§ 22. Harmonic Pencils.—The theory of cross-ratios may be extended from points in a row to lines in a flat pencil and to planes in an axial pencil. We have seen (§ 13) that if the lines which join four points A, B, C, D to any point S be cut by any other line in A′, B′, C′, D′, then (AB, CD) = (A′B′, C′D′). In other words, four lines in a flat pencil are cut by every other line in four points whose cross-ratio is constant.
Definition.—By the cross-ratio of four rays in a flat pencil is meant the cross-ratio of the four points in which the rays are cut by any line. If a, b, c, d be the lines, then this cross-ratio is denoted by (ab, cd).
Definition.—By the cross-ratio of four planes in an axial pencil is understood the cross-ratio of the four points in which any line cuts the planes, or, what is the same thing, the cross-ratio of the four rays in which any plane cuts the four planes.

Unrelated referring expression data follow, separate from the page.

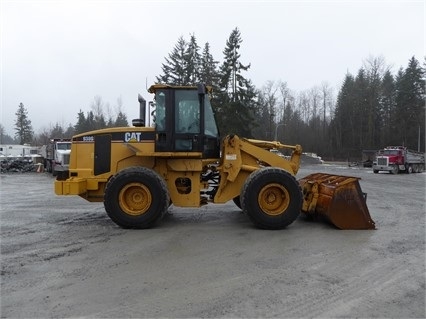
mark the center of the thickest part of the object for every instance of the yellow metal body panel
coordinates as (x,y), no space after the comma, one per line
(240,157)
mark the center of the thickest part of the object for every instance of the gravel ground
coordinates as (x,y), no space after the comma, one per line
(62,257)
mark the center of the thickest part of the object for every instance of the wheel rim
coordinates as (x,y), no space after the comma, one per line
(274,199)
(135,199)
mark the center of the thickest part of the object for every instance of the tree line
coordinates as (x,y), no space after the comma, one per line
(372,109)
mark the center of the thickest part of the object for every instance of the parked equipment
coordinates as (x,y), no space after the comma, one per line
(56,156)
(138,172)
(395,159)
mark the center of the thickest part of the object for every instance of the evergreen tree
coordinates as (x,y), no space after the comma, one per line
(192,62)
(236,103)
(57,131)
(387,105)
(24,131)
(121,120)
(208,68)
(176,65)
(409,116)
(343,123)
(81,125)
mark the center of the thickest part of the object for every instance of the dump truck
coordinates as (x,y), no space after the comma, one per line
(396,159)
(139,171)
(56,155)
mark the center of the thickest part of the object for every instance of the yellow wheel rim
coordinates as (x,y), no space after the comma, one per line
(135,199)
(273,199)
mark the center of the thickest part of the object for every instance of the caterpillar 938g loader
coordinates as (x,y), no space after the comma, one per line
(139,171)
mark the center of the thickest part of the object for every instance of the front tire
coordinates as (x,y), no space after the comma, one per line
(272,198)
(136,197)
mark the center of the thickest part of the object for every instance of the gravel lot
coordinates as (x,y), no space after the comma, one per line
(63,257)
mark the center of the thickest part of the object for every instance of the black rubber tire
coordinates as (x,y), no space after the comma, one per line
(140,177)
(251,194)
(237,201)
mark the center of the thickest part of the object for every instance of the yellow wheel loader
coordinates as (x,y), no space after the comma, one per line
(139,171)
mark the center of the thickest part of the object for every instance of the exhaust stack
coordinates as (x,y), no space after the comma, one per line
(140,122)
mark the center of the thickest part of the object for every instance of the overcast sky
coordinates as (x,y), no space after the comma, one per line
(56,56)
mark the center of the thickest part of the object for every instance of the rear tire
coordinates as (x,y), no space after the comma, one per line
(136,197)
(237,201)
(272,198)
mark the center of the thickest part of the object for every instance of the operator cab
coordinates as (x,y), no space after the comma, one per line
(184,120)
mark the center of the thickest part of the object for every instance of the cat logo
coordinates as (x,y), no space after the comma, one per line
(132,137)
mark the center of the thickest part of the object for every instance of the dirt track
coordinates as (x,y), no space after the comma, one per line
(63,257)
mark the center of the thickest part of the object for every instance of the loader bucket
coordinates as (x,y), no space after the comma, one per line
(337,198)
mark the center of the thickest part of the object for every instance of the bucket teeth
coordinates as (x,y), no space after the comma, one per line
(337,198)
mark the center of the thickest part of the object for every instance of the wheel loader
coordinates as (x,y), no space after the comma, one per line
(179,159)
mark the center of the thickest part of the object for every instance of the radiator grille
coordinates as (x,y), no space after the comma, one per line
(383,161)
(66,159)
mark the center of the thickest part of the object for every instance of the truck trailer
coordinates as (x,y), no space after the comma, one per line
(395,159)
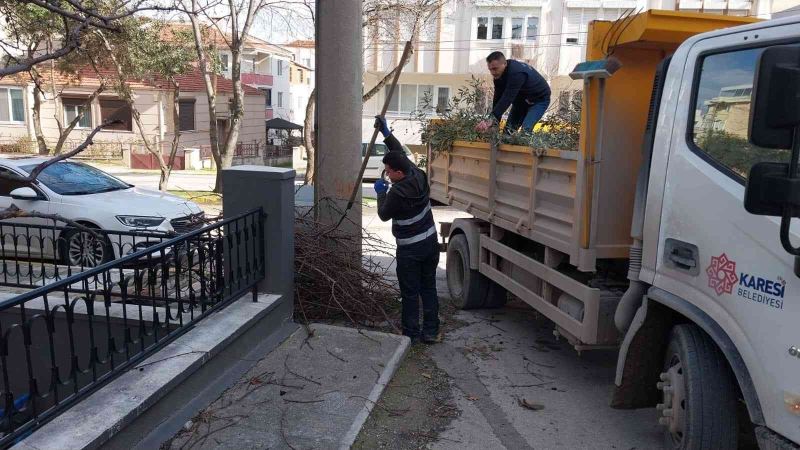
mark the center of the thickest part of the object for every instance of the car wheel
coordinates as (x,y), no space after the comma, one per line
(84,249)
(699,405)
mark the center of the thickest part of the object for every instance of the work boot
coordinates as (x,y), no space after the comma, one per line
(435,339)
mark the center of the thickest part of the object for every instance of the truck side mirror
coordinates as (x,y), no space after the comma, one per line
(773,189)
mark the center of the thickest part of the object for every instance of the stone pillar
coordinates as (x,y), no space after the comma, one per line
(338,112)
(272,189)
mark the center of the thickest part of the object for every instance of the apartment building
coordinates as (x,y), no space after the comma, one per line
(153,100)
(452,47)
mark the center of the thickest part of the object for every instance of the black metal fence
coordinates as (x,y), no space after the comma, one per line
(34,254)
(63,340)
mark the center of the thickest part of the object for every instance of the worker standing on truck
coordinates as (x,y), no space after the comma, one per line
(408,206)
(519,86)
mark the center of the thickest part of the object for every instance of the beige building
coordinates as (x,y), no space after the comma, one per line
(152,99)
(728,112)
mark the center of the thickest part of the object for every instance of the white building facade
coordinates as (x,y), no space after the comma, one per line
(548,34)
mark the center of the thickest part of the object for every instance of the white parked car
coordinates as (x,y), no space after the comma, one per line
(90,197)
(375,164)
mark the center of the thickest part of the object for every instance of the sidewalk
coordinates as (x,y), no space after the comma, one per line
(314,391)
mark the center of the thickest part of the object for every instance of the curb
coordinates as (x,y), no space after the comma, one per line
(388,372)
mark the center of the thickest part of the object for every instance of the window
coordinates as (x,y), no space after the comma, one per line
(408,97)
(722,113)
(74,107)
(533,28)
(248,65)
(186,114)
(442,99)
(6,185)
(411,97)
(12,105)
(223,60)
(267,96)
(516,27)
(497,28)
(116,110)
(483,27)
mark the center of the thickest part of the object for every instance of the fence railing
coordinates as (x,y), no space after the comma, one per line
(248,150)
(33,255)
(252,150)
(62,341)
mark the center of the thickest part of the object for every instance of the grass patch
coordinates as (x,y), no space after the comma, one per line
(202,197)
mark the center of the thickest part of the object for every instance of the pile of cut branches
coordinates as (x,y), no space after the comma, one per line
(339,276)
(560,127)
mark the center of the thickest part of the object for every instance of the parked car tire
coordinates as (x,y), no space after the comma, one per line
(81,248)
(468,287)
(699,404)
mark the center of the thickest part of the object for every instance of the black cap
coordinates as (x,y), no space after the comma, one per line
(397,161)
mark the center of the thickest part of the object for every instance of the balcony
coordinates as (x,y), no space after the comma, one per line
(257,79)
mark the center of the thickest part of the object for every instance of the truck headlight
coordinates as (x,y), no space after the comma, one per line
(140,221)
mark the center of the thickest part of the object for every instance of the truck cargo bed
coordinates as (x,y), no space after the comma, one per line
(539,195)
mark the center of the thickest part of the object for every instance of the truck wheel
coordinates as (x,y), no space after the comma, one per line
(698,393)
(468,288)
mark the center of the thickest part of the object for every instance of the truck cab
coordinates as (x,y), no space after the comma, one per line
(706,317)
(719,272)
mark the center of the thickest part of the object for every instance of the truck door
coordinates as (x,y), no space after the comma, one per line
(714,254)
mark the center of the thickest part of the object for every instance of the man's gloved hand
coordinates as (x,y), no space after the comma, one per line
(381,186)
(483,126)
(380,123)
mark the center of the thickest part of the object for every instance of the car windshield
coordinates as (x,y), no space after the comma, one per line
(69,178)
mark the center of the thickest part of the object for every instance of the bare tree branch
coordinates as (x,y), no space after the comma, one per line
(72,43)
(38,169)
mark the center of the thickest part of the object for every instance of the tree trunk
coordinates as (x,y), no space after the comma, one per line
(308,137)
(209,81)
(37,121)
(237,105)
(163,182)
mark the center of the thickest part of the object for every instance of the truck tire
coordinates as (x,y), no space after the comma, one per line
(698,393)
(468,288)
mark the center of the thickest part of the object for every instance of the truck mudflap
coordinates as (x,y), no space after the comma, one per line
(770,440)
(639,366)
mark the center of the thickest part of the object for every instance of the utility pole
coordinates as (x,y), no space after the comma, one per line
(338,111)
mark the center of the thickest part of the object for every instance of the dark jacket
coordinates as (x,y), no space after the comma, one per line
(407,203)
(519,83)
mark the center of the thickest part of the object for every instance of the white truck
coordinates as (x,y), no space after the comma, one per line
(667,232)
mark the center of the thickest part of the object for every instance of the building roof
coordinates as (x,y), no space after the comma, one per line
(301,44)
(295,63)
(221,40)
(282,124)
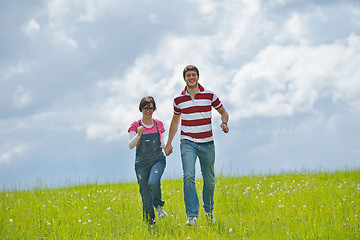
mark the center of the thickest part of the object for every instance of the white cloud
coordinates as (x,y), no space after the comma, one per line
(154,18)
(6,155)
(31,27)
(12,71)
(21,98)
(294,29)
(61,36)
(284,80)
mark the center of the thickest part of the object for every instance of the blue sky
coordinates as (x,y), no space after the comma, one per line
(73,72)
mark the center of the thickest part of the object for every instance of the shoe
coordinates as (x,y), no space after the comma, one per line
(160,212)
(210,217)
(192,221)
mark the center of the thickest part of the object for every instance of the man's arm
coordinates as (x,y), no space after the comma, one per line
(172,131)
(224,119)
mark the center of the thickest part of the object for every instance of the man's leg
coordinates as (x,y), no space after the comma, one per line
(207,161)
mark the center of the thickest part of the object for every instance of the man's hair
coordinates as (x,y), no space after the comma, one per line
(190,68)
(146,102)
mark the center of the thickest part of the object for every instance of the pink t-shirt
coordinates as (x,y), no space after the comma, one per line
(134,125)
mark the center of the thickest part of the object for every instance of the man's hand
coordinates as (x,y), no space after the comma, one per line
(140,129)
(168,149)
(224,127)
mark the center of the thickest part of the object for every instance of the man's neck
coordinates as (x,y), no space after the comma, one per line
(192,91)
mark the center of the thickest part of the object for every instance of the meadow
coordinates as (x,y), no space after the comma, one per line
(286,206)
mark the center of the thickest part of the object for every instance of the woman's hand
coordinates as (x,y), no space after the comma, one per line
(140,129)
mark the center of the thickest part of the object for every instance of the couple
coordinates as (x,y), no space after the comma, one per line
(193,106)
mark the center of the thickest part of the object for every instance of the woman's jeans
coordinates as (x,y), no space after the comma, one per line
(206,153)
(148,174)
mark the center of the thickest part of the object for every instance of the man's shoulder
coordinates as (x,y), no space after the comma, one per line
(181,98)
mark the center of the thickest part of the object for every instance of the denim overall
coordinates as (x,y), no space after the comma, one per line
(149,166)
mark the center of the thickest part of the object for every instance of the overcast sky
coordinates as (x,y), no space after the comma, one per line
(72,73)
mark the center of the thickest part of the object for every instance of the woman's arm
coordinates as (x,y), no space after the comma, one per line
(133,139)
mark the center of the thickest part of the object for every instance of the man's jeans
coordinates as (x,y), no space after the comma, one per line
(206,153)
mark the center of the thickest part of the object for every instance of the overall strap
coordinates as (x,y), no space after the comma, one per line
(156,125)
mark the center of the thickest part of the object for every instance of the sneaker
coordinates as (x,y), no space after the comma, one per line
(192,221)
(210,217)
(160,212)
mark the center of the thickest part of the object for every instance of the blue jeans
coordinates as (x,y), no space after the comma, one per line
(206,154)
(149,175)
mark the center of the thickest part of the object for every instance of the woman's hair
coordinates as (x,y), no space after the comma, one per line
(146,102)
(190,68)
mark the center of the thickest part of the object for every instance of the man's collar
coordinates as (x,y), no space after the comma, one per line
(201,89)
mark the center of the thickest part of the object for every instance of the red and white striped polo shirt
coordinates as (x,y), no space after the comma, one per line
(196,114)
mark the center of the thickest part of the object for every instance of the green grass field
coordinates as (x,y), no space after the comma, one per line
(288,206)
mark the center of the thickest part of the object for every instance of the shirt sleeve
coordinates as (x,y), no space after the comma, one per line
(177,110)
(216,103)
(133,139)
(133,127)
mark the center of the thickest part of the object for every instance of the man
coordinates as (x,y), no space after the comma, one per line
(194,106)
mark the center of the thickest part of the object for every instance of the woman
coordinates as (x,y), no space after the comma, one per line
(146,135)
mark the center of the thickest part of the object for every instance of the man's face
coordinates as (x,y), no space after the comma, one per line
(191,79)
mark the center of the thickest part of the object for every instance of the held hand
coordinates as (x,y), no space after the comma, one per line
(224,127)
(140,129)
(168,149)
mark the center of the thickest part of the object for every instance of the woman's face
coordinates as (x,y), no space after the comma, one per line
(148,110)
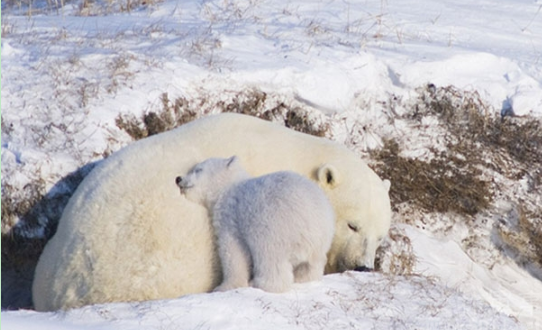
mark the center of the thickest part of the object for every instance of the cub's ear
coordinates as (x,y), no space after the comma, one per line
(232,160)
(387,185)
(328,176)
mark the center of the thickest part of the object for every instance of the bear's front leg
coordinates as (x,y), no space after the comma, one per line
(236,262)
(273,275)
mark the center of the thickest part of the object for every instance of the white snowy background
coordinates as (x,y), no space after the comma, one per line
(70,69)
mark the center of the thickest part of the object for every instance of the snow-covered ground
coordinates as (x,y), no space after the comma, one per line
(69,72)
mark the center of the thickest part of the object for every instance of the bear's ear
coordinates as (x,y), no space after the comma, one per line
(328,175)
(232,160)
(387,185)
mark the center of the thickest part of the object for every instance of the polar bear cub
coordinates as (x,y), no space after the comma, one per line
(271,230)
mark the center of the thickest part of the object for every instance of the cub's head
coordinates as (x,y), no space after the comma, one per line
(204,183)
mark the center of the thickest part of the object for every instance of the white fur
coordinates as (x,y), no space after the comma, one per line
(275,229)
(125,236)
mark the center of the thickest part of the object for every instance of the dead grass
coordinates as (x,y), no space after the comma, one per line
(29,219)
(395,256)
(521,237)
(252,102)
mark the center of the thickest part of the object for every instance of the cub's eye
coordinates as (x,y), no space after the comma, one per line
(353,227)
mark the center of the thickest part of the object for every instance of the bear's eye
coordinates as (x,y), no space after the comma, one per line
(353,227)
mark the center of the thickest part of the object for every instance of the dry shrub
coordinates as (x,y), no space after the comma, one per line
(254,103)
(172,114)
(444,184)
(250,102)
(29,219)
(511,146)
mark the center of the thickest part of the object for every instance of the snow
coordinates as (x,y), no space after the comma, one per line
(345,301)
(67,74)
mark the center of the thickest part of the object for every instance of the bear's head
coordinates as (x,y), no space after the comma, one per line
(363,218)
(204,183)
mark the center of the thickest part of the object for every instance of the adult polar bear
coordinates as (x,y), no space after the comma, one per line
(127,235)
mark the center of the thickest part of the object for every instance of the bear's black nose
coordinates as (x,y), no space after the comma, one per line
(178,180)
(363,269)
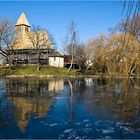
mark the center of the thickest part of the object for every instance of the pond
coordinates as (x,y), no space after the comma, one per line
(68,108)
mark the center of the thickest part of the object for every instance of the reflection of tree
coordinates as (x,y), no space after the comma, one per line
(31,96)
(116,97)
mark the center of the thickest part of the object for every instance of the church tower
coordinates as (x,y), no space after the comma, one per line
(22,26)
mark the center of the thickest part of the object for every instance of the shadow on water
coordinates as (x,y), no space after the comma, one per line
(70,108)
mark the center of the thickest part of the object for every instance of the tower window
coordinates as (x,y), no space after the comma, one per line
(26,29)
(19,29)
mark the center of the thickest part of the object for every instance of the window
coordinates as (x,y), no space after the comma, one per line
(26,29)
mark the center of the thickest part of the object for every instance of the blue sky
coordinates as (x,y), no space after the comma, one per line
(91,17)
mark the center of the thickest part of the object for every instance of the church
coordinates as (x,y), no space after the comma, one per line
(24,53)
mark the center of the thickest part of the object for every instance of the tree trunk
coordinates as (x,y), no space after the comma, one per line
(71,64)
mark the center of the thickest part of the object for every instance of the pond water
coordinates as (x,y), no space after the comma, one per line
(83,108)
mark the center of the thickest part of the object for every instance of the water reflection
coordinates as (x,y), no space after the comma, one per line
(31,97)
(72,108)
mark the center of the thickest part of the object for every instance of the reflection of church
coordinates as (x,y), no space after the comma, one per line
(24,50)
(29,97)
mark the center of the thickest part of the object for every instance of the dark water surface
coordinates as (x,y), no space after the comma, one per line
(84,108)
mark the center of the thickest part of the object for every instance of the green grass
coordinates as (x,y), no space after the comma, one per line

In order that this definition may have a meaning, it has to be proved that all lines cut the pencil in points which have the same cross-ratio. This is seen at once for two intersecting lines, as their plane cuts the axial pencil in a flat pencil, which is itself cut by the two lines. The cross-ratio of the four points on one line is therefore equal to that on the other, and equal to that of the four rays in the flat pencil.
If two non-intersecting lines p and q cut the four planes in A, B, C, D and A′, B′, C′, D′, draw a line r to meet both p and q, and let this line cut the planes in A″, B″, C″, D″. Then (AB, CD) = (A′B′, C′D′), for each is equal to (A″B″, C″D″).
§ 23. We may now also extend the notion of harmonic elements, viz.
Definition.—Four rays in a flat pencil and four planes in an axial pencil are said to be harmonic if their cross-ratio equals -1, that is, if they are cut by a line in four harmonic points.
If we understand by a “median line” of a triangle a line which joins a vertex to the middle point of the opposite side, and by a “median line” of a parallelogram a line joining middle points of opposite sides, we get as special cases of the last theorem:
The diagonals and median lines of a parallelogram form an harmonic pencil; and
At a vertex of any triangle, the two sides, the median line, and the line parallel to the base form an harmonic pencil.